Covid loan schemes for small businesses will also be extended until the end of December. 

This second period of national restrictions in England, which begins on Thursday, is being introduced to try and save capacity in the NHS, the prime minister said in a statement in the Commons. 

He said even in the south west of England, where cases have been low, they would run out of hospital bed space in a number of weeks if the government did not intervene. 

"If we allow our health system to be overwhelmed, exactly as the data now suggests that would not only be a disaster for thousands of Covid patients because their survival rates would fall. We would always reach a point where the NHS would no longer be there for everybody. The sick would be turned away because there was no room in our hospitals," Johnson said.

"That sacred principle of care for anyone who needs it...could be broken for the first time in our lives. Doctors and nurses could be forced to choose which patients to treat, who would live and who would die."

Johnson said life saving operations could be put at risk if the virus was not brought under control. 

He said he was "truly sorry" sorry to businesses for all the work they put in to re-opening in a Covid-secure way, by installing things like perspex screens to protect customers. 

Those over the age of 60 should decrease contact with others, though he said they would not ask people to shield again.

By early spring 2021 he suggested a vaccine could be in place, and there is the "immediate prospect" of millions of "cheap, reliable and rapid turn-around tests" with results in minutes. 

He said they could be used to allow partners in to maternity units for the birth of their children. 

"I believe these technical developments, taken together,  will enbale us to defeat the virus by the spring as humanity has defeated every other infectious disease."

The restrictions will expire on Wednesday 2 December, the PM said, with the hope being that there is a return to the pre-existing tier system. 

Labour leader Keir Starmer called for a circuit breaker on October 13 after it emerged scientists advising the government recommended an urgent three week lockdown in late September. 

Starmer said at that point there were only 11 deaths from Covid-19 and just over 4000 COVID infections.

"For 40 days the prime minister ignored that advice. And when he finally announced a longer and deeper national lockdown on Saturday, those figures had increased to 326 deaths a day, and 22,000 Covid cases the human cost of the government's inaction."

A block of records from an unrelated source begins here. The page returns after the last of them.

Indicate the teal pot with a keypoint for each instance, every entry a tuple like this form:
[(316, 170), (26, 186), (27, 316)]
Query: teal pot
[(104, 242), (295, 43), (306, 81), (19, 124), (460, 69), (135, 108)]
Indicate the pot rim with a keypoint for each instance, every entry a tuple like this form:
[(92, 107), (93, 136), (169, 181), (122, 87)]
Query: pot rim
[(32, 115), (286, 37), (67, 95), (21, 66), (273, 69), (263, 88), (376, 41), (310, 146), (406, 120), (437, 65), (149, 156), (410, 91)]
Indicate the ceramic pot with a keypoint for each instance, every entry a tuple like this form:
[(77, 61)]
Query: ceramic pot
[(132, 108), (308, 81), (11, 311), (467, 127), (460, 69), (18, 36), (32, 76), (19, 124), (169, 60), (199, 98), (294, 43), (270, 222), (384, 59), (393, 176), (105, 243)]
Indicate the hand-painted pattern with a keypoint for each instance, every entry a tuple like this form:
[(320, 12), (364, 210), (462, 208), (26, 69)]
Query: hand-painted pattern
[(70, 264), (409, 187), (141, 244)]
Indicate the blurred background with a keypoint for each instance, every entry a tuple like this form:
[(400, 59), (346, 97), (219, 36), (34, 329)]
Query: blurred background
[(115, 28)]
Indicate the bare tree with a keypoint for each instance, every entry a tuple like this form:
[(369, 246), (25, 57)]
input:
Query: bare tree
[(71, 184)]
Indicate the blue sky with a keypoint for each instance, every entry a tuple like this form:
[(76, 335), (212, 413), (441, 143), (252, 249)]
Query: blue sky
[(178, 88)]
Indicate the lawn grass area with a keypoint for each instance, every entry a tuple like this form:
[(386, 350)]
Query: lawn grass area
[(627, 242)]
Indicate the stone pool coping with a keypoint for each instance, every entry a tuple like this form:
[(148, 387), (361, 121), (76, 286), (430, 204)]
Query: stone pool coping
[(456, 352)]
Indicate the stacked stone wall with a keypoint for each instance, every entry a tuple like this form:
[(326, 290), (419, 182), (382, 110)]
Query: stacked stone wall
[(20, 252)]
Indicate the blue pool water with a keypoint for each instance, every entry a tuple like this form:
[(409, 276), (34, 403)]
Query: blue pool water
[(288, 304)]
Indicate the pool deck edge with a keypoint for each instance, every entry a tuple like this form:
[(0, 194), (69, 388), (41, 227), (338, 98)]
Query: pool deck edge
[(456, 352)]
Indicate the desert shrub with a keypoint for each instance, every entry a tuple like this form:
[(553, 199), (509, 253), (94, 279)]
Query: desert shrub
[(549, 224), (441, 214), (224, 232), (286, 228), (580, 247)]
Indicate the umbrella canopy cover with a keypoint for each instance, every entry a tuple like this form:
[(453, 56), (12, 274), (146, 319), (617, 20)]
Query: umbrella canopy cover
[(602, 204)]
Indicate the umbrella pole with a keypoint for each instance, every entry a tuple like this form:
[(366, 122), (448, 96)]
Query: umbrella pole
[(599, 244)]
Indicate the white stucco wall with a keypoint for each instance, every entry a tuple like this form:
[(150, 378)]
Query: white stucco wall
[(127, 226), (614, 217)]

He said neither the government's £12 billion track and trace system, nor its regional restrictions had stopped a second wave. 

"At every stage the Prime Minister has been too slow, behind the curve at every stage he has pushed away challenge, ignored advice, or put what he hoped would happen ahead of what is happening.," said Starmer.

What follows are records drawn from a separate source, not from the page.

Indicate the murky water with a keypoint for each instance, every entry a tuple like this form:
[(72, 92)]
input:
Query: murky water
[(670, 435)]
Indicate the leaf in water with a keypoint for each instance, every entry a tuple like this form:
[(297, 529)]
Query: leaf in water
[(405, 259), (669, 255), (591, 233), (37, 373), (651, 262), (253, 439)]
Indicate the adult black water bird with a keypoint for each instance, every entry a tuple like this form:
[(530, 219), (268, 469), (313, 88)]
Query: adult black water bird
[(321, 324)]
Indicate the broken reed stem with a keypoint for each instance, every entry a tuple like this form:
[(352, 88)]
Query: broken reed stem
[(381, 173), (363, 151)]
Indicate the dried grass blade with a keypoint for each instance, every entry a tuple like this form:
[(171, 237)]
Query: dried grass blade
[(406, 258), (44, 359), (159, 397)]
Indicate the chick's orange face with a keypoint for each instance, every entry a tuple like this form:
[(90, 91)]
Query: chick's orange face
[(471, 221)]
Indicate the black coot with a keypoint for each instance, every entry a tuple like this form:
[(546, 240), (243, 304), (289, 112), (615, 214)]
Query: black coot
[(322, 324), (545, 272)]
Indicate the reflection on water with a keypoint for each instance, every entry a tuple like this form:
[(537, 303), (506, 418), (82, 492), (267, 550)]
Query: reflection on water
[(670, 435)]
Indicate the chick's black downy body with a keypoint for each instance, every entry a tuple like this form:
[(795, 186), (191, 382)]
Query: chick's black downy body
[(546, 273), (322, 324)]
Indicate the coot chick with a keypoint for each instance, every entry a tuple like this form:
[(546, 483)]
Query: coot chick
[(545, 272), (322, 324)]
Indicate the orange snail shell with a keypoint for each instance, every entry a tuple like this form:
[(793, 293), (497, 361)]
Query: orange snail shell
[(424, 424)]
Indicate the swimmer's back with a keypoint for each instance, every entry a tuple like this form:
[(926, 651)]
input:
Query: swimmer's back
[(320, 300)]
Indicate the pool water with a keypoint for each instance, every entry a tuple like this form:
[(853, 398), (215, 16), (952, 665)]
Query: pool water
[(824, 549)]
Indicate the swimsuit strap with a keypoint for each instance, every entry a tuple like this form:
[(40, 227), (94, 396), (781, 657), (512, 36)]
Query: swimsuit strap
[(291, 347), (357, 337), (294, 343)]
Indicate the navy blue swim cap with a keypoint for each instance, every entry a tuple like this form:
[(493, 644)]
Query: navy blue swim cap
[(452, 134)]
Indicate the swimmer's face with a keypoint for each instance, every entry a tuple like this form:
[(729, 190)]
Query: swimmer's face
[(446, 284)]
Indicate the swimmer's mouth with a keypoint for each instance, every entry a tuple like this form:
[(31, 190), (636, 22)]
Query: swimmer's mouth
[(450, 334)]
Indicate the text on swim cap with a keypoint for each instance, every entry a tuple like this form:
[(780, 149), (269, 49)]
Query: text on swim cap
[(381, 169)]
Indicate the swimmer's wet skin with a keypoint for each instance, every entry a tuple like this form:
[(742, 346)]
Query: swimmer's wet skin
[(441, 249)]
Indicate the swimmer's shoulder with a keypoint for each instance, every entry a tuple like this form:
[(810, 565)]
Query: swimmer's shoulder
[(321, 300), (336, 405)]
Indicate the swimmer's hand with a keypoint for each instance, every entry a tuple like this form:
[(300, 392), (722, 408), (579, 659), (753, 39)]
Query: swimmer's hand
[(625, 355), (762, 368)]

Some Tory MPs revealed their frustration and contempt for the government's lockdown and the prime minister is almost certian to face a number of rebels when the new measures are voted on in Parliament. 

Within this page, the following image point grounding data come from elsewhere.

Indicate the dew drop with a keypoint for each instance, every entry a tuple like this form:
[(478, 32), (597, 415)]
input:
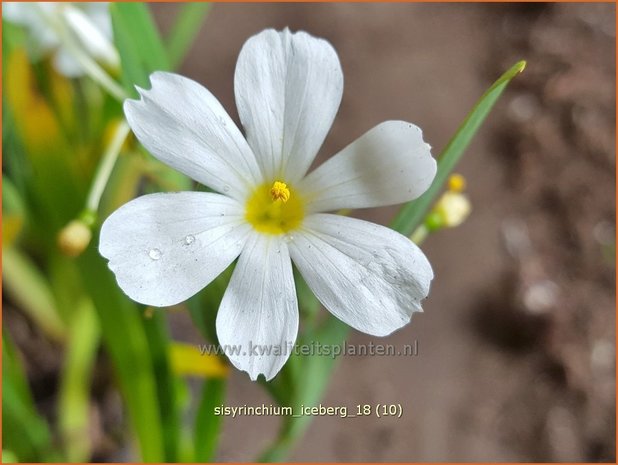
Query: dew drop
[(154, 254)]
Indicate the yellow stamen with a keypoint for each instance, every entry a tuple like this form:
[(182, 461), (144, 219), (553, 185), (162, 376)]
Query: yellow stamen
[(280, 191), (275, 209)]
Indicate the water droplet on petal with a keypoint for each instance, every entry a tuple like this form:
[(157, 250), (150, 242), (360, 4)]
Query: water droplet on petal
[(154, 254)]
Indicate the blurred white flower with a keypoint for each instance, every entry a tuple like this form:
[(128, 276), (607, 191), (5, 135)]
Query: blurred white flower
[(89, 24), (164, 248)]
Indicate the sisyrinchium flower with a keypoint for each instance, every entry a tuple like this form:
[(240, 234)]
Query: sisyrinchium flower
[(87, 24), (268, 211)]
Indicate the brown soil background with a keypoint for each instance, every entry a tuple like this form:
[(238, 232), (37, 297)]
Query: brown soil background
[(516, 345)]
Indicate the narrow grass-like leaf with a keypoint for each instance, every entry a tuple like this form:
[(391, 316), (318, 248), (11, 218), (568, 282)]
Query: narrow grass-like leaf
[(207, 424), (125, 340), (28, 287), (314, 373), (186, 26), (139, 43), (24, 431), (74, 395), (158, 340), (411, 214)]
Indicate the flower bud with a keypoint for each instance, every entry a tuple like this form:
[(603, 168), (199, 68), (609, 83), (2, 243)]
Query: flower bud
[(74, 238), (453, 208)]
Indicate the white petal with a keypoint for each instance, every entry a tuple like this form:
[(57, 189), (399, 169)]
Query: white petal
[(66, 65), (389, 164), (164, 248), (288, 88), (183, 125), (368, 276), (90, 35), (257, 322), (18, 12)]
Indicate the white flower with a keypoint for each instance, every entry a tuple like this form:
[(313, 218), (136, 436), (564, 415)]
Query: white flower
[(164, 248), (89, 24)]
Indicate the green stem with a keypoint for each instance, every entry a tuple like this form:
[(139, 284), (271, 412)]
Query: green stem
[(106, 166)]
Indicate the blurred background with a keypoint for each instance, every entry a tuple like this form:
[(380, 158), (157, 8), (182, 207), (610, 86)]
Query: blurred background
[(516, 348)]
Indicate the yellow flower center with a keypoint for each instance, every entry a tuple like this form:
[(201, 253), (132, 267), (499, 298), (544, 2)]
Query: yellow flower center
[(275, 209)]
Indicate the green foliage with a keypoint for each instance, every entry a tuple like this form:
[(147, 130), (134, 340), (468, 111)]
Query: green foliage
[(412, 214), (52, 142)]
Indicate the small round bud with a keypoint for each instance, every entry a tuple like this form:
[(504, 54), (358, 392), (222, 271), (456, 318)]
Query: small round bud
[(454, 208), (74, 238), (456, 183)]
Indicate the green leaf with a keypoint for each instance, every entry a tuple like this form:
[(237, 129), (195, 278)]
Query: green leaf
[(203, 306), (126, 342), (24, 431), (186, 26), (29, 288), (139, 44), (411, 215), (207, 424), (312, 376), (75, 384), (158, 340)]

Senior Tory Charles Walker told the Commons the proposals were so authoritarian that it made the case for a written constitution.

"I will be not supporting the Government's legislation on Wednesday because as we drift further into an authoritarian coercive state, the only legal mechanism left open to me is to vote against that legislation," he said. 

"If my constituents protest they get arrested. Given the people of this country will never ever forgive the political class for criminalising parents seeing children and children seeing parents, does the Prime Minister not agree with me that it is the time for a written constitution that guarantees the fundamental rights of our constituents? A constitution underpinned and enforced by the supreme court?"

A dozen Tories are expected to vote against lock-down measures when they are put to the Commons on Wednesday November 4, however with Starmer backing a lockdown the PM's plan is expected to pass.